Tamweel
- Company type: Government owned
- Industry: Real estate
- Founded: 2000; 26 years ago
- Headquarters: Dubai, United Arab Emirates
- Key people: Abdulla Ali AlHamli (Chairman), Varun Sood (CEO)
- Number of employees: 160
- Website: www.tamweel.ae/en/

= Tamweel =

Subsidiary of Dubai World

Tamweel was a Dubai-based real estate finance and development company. The company had two branches in the United Arab Emirates, with the head office in Port Saeed, Dubai and another branch in Marina Mall, Abu Dhabi.
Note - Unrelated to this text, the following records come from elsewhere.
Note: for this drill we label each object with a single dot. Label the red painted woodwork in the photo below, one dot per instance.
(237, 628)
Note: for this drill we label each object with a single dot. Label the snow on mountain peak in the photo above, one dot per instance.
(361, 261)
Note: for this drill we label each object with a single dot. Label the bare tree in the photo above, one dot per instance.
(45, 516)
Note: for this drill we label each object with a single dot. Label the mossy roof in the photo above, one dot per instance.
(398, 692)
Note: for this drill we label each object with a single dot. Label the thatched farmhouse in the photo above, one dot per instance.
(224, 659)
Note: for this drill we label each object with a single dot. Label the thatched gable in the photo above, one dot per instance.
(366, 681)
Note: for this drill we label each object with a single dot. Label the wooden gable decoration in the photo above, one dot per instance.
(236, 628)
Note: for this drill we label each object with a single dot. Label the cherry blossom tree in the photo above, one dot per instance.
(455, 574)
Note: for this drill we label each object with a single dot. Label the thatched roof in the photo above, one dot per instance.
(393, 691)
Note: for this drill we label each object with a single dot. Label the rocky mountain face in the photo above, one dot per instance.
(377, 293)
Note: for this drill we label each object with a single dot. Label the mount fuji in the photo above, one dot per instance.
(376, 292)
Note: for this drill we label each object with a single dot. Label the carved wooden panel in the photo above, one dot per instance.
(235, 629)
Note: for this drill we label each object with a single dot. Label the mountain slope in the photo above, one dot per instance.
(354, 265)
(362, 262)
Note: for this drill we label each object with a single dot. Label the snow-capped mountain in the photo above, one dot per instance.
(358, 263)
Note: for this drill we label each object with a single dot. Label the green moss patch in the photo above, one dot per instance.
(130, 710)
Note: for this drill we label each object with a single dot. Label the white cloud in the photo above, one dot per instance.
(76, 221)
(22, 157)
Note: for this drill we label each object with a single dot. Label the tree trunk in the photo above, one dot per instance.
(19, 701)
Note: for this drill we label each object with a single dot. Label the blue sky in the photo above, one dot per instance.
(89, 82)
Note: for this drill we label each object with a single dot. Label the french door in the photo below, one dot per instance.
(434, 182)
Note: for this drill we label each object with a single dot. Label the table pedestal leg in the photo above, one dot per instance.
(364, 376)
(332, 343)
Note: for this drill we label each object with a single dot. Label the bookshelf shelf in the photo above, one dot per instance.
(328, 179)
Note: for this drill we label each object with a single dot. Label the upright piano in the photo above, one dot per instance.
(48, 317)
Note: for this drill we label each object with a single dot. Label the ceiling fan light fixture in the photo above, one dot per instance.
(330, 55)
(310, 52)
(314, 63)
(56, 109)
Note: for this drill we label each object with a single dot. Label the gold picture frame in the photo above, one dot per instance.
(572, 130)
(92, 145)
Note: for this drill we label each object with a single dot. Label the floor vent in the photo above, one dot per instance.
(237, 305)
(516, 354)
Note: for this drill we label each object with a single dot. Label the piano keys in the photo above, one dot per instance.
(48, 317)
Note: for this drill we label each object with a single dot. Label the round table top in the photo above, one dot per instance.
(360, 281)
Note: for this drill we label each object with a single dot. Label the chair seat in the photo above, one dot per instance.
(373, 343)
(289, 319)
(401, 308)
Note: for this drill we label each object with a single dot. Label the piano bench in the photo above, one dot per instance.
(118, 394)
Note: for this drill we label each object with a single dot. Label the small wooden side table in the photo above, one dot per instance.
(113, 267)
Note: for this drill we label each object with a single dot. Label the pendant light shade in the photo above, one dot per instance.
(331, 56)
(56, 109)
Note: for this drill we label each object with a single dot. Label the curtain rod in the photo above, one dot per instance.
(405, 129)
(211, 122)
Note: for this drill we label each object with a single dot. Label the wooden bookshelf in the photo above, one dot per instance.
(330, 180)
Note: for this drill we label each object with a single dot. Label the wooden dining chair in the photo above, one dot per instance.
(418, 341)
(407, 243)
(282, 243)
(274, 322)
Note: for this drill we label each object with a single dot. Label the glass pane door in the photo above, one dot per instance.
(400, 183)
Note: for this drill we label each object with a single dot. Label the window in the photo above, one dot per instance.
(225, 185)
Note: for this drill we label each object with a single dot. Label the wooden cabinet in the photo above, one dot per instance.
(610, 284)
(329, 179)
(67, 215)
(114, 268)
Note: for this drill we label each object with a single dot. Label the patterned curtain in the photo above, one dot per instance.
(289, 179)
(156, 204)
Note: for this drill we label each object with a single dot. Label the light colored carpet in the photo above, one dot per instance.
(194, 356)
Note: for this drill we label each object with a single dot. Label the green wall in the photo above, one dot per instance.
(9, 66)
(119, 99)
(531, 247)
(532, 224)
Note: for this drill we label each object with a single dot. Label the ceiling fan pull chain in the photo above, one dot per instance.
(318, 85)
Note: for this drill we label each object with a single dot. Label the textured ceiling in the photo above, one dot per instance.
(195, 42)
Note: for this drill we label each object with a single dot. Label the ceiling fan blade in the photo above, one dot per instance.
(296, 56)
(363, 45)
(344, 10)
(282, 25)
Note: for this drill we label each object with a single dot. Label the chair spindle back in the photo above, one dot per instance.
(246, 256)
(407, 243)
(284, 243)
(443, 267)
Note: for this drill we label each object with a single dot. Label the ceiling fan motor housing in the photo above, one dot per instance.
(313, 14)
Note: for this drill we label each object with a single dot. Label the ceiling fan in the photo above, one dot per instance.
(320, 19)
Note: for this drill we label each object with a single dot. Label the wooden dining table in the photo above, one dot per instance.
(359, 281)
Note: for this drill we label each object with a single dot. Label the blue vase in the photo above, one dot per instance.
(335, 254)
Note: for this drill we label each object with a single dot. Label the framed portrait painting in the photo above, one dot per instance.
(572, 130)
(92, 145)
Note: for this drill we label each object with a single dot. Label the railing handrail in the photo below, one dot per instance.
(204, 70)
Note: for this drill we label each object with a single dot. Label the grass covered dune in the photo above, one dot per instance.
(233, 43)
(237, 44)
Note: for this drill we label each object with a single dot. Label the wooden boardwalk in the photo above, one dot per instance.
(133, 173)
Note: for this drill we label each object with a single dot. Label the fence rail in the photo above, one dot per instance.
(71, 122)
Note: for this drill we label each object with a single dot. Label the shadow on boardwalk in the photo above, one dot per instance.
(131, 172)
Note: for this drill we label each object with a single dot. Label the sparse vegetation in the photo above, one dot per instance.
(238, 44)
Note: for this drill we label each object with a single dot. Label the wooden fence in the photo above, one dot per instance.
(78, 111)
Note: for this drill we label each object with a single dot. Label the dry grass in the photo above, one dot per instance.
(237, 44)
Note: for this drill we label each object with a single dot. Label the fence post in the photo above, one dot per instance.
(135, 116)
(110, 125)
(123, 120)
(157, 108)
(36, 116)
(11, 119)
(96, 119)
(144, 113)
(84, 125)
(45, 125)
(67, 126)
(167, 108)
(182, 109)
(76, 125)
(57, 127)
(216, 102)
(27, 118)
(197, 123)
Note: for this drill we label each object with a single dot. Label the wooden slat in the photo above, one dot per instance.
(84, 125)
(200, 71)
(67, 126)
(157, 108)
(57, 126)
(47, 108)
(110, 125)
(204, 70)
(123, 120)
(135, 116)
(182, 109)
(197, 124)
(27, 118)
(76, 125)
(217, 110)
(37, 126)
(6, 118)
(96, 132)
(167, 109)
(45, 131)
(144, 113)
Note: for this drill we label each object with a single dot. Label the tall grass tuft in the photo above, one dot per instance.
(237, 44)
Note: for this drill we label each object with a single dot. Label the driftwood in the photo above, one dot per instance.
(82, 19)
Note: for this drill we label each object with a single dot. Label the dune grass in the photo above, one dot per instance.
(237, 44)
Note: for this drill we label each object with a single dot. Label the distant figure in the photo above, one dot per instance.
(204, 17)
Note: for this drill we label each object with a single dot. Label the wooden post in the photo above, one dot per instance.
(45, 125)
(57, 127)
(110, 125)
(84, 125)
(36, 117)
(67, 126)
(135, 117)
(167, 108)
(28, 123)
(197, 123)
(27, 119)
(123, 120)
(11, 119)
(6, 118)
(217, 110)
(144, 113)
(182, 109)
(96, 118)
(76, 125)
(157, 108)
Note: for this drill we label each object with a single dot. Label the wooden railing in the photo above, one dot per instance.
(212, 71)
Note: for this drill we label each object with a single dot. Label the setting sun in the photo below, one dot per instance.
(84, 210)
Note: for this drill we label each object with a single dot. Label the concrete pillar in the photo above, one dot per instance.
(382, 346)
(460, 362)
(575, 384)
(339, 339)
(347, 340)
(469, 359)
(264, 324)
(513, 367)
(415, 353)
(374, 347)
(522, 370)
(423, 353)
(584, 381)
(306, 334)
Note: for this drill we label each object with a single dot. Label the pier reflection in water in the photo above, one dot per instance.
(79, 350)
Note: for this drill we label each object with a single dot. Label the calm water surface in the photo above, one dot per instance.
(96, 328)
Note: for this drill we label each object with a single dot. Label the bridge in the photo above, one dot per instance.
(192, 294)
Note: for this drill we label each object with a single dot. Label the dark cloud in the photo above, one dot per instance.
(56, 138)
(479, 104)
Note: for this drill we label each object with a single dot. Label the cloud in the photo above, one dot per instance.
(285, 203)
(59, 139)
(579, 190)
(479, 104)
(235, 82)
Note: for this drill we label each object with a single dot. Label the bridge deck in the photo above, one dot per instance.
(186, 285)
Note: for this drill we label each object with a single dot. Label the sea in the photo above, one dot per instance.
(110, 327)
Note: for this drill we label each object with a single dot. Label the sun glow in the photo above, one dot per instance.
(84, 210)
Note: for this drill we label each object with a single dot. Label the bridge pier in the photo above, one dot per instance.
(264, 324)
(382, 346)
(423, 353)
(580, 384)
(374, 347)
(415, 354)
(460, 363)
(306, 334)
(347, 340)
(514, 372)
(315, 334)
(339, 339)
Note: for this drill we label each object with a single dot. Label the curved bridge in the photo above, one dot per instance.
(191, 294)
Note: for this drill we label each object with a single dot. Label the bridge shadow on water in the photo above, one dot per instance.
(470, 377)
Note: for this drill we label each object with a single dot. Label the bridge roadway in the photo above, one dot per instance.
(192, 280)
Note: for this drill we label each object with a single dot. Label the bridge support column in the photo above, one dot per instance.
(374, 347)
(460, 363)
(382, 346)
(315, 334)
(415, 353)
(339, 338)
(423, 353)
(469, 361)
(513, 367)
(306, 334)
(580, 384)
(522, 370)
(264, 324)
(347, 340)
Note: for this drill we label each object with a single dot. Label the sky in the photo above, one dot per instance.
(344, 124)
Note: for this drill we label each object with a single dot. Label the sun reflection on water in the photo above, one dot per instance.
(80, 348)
The company was engaged in Islamic Sharia-compliant property financing and investment activities, including Murabaha, Ijara, Forward Ijara, Istisna, Baiti, and Yusr. Its financing solutions were divided into two main categories: home financing and commercial financing. The company was also involved in the business of property development and trading.

== History ==
Tamweel was established in March 2004 as a limited liability company. In July 2006, the company moved to a public joint-stock company structure and was listed on the Dubai Financial Market.

In November 2008, it was announced that the federal government of the United Arab Emirates would combine Amlak and Tamweel, which were later merged into an Islamic bank in early 2010.